Principle:Rapidsai Cuml Cluster Label Assignment
| Knowledge Sources | |
|---|---|
| Domains | Machine_Learning, Clustering |
| Last Updated | 2026-02-08 00:00 GMT |
Overview
Cluster label assignment is the process of mapping each data point to a discrete cluster identifier (and optionally a confidence score), where the assignment strategy varies fundamentally across algorithm families: hard inductive assignment, transductive-only labeling, and soft probabilistic approximate inference.
Description
After a clustering model has been fitted, the next critical step is assigning cluster labels to data points. Different algorithms support different modes of label assignment:
Hard Inductive Assignment (KMeans): KMeans supports true out-of-sample prediction. Given a fitted model with k centroids, any new data point is assigned to the cluster whose centroid is nearest:
label(x) = argmin_j ||x - mu_j||^2
This is a hard assignment (each point belongs to exactly one cluster) and it is inductive (it generalizes to new, unseen data without refitting). The predict operation is independent of the training data and depends only on the learned centroids.
Transductive-Only Labeling (DBSCAN): DBSCAN does not have a separate predict method. Labels are produced only during fitting through density connectivity analysis. The fit_predict operation is the standard interface: it fits the model and returns labels in a single step. Points that are not density-reachable from any core point receive the noise label (-1).

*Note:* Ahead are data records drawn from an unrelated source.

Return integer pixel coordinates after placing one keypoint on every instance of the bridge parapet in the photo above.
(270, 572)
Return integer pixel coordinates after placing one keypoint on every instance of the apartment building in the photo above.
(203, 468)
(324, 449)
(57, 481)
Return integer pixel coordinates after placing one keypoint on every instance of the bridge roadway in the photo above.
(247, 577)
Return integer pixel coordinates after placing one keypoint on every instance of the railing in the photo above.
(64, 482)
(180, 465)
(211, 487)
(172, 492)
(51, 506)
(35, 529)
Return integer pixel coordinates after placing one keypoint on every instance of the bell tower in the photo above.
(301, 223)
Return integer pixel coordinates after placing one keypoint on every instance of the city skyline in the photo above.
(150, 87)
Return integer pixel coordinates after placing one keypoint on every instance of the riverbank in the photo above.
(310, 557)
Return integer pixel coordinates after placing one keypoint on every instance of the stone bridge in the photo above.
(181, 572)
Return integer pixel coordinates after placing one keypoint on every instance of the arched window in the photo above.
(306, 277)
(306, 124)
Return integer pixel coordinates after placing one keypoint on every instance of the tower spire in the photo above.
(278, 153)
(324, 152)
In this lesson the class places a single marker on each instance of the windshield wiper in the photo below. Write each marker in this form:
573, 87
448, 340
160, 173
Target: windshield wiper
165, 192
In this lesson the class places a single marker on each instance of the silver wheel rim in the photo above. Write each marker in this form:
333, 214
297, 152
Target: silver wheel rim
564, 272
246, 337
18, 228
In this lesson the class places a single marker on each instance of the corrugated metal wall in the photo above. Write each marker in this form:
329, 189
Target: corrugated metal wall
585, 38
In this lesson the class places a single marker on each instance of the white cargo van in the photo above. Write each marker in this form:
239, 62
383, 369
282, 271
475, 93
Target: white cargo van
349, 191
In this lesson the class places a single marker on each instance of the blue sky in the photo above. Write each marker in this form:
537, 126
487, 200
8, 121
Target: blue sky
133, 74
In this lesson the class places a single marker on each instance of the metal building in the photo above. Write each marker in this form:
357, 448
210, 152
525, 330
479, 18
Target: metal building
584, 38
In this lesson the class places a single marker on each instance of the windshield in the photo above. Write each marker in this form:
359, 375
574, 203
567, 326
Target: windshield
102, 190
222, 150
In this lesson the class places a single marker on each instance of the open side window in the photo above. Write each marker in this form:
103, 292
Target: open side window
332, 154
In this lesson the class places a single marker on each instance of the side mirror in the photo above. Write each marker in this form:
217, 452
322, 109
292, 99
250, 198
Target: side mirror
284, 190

Since DBSCAN does not learn a parametric model (there are no stored centroids or decision boundaries), applying it to new data requires refitting on the combined dataset.
Soft Probabilistic + Approximate Inference (HDBSCAN): HDBSCAN produces both hard labels and soft membership probabilities during fitting. For new unseen data, it supports approximate prediction through the approximate_predict function. This uses cached prediction data (the condensed tree, core distances, and cluster exemplars) to assign new points to existing clusters by:
- Computing distances from the new point to cluster exemplars.
- Determining the best matching cluster based on the lambda value at which the point would fall out of each cluster.
- Returning both a predicted label and a confidence probability.
This is approximate because it assigns new points to the existing cluster structure without rebuilding the hierarchy. The fit_predict interface provides the standard transductive pathway.
Usage
Label assignment is used whenever cluster memberships are needed:
- KMeans.predict: Assign new data points to existing clusters after fitting. Suitable for streaming, batch inference, or train/test splits.
- DBSCAN.fit_predict: Obtain cluster labels for a dataset in one step. Use when the goal is to label the training data itself and no out-of-sample prediction is needed.
- HDBSCAN.fit_predict: Obtain cluster labels and probabilities for the training data.
- HDBSCAN.approximate_predict: Assign new points to an existing HDBSCAN clustering without refitting. Requires that prediction_data=True was set during fitting or that generate_prediction_data() was called post-fit.
Theoretical Basis
KMeans Hard Assignment: The prediction function computes a distance matrix between the new points and all k centroids, then takes the argmin along the centroid axis. The computational cost is O(n_new * k * d). On GPU, this is implemented as a batched matrix operation.
DBSCAN Transductive Labeling: DBSCAN labels are a by-product of the density connectivity graph traversal during fitting. The label of a point is determined by which connected component of core points it is density-reachable from. There is no closed-form assignment function for new points because the graph structure depends on the entire dataset.
HDBSCAN Approximate Prediction: The approximate_predict algorithm works as follows:
For each new point x_new:
1. Compute mutual reachability distances to all cluster exemplars.
2. For each candidate cluster c:
lambda_c(x_new) = 1 / d_mreach(x_new, nearest_exemplar_in_c)
3. Find the cluster c* with the highest lambda at which x_new
would still be a member (based on the condensed tree structure).
4. label(x_new) = c*
5. prob(x_new) = min(lambda_c*(x_new) / lambda_max(c*), 1.0)
Points that do not fit into any cluster at any persistence level are assigned the noise label (-1) with probability 0.